Padre da Paróquia Santo Inácio de Loyola de Lajeado, Antônio Puhl afirma que o direito à vida está em jogo. Segundo ele, a doutrina católica considera que a vida existe a partir da concepção, e não depois do terceiro mês de gravidez.

“A orientação da igreja não vai mudar, assim que existe vida, existe o dever de protegê-la”, aponta. Coordenador ministerial da Igreja Evangélica de Confissão Luterana (ICLB) de Lajeado, o pastor Eric Peter Nelson afirma que o cristianismo tem na defesa da vida um dos preceitos fundamentais, mas considera simplista enquadrar todas as situações em uma regra geral.

“Existe toda uma discussão sobre quando o feto passa a ser uma pessoa e temos de respeitar os argumentos. É uma discussão quase filosófica”, relata. Segundo ele, é importante considerar os contextos nos quais a decisão de fazer o aborto está ancorada para opinar sobre o tema.

Aborto pelo mundo

O primeiro país a legalizar o direito ao aborto foi a União Soviética. Em 1920, permitiu a realização dos procedimentos, que eram realizados gratuitamente e sem restrições para as mulheres que estivessem no primeiro trimestre da gravidez.

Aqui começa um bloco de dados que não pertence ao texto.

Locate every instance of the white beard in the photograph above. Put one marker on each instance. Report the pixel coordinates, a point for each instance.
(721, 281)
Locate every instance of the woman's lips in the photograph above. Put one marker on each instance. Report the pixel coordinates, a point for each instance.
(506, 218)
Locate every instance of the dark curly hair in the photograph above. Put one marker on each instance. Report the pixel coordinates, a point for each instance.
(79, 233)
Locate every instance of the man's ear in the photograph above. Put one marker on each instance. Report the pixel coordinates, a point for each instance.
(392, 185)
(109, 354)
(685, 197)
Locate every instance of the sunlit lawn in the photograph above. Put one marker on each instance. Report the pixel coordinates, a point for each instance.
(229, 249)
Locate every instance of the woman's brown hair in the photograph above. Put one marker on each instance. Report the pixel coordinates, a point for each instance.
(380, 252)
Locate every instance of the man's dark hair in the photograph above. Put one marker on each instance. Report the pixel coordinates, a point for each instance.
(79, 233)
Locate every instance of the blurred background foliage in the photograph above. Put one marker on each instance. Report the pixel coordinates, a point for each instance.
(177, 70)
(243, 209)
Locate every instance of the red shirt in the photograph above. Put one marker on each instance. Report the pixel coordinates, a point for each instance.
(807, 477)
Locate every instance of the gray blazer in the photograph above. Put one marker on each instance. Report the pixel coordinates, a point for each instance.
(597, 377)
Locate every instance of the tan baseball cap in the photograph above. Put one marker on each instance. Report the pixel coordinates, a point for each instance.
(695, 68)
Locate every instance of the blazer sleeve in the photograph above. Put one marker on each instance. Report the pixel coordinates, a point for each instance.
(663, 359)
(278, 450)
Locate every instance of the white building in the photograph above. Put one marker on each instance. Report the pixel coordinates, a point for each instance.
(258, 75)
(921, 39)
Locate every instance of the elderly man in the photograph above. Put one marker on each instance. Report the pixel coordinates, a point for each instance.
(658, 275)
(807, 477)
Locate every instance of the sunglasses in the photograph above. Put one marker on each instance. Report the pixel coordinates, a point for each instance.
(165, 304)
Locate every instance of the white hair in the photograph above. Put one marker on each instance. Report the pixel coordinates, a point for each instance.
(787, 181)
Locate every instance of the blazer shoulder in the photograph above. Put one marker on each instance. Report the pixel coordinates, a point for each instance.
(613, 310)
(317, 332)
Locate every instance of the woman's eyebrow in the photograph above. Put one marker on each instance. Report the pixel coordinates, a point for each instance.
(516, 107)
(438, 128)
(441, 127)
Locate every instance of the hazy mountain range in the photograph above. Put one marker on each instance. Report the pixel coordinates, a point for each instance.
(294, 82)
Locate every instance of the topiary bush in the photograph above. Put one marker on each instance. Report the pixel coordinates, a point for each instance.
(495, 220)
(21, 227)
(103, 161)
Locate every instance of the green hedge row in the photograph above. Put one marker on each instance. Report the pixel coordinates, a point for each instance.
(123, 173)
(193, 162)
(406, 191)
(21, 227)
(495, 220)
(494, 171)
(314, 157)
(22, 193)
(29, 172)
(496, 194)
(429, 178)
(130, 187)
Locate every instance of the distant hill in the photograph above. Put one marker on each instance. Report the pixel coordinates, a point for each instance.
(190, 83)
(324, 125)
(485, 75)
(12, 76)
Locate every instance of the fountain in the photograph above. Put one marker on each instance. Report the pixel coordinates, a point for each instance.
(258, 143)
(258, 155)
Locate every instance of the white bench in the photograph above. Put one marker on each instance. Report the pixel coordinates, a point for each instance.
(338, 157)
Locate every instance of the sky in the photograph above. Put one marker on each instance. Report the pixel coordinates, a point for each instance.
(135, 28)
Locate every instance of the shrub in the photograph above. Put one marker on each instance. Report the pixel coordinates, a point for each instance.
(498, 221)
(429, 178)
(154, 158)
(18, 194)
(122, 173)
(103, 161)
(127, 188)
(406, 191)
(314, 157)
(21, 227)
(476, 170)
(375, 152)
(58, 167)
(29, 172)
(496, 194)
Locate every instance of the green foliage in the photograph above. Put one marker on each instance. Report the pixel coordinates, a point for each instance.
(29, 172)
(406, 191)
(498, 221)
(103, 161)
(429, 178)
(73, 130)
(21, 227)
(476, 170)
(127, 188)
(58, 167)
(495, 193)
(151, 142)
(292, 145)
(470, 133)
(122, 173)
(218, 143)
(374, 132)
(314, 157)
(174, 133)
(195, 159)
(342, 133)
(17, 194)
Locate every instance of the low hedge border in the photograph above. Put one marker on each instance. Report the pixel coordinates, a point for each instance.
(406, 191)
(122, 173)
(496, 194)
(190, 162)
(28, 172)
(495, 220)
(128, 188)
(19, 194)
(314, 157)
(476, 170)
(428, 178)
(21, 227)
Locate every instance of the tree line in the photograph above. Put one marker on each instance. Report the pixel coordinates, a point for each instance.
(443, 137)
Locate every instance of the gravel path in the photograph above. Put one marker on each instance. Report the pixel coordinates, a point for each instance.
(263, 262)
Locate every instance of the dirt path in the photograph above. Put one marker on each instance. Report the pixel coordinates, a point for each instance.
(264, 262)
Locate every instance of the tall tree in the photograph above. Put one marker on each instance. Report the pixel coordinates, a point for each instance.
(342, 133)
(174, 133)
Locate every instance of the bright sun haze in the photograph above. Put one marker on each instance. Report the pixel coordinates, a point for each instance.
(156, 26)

Na década de 1930, o aborto foi legalizado no México, Polônia, Islândia, Dinamarca e Suécia. Desde então, um número cada vez maior de países estabelecem legislações específicas sobre o tema.

Espanha

O aborto foi legalizado em 1985 no país e era permitido até a 14ª semana de gestação de forma irrestrita, ou até a 22ª em casos em que existe risco para a saúde da mulher ou malformação no feto. Em 2014, o governo espanhol modificou as leis sobre o tema. Com isso, o procedimento passou a ser permitido apenas em caso de perigo grave contra a saúde física e psíquica da mulher, ou estupro, e até a 12ª semana.

Portugal

Um plebiscito realizado em 2007 legalizou a interrupção voluntária de gravidez até a 10a semana de gestação. A mulher pode decidir fazer o procedimento independentemente do motivo.

Argentina

O aborto é considerado crime no país e só é permitido em caso de risco à vida e à saúde da gestante e em caso de gestação decorrente de estupro.

Uruguai

Desde 2012 o aborto é permitido em qualquer circunstância até a 12ª semana de gestação. Nos casos de estupro, o procedimento é possível até a 14ª semana e, quando há risco para a gestante ou má formação do feto, a gravidez pode ser interrompida em qualquer período.

Cuba

Desde 1965 a prática é permitida no país e a mulher pode fazer o procedimento de forma gratuita, por qualquer motivo, até a 10ª semana de gestação.

França

Permitido desde 1975 no país, o aborto pode ser realizado até a 12ª semana de gravidez por qualquer motivo. A legislação exige o aconselhamento da mulher durante o processo.

Estados Unidos

O aborto é legalizado em todo o território desde 1973, quando foi regulamentado pela Suprema Corte. A maioria dos estados não limita o tempo de gestação para o procedimento. Nos últimos anos, estados conservadores e governados pelo Partido Republicano tentam criar leis para restringir o acesso ao procedimento.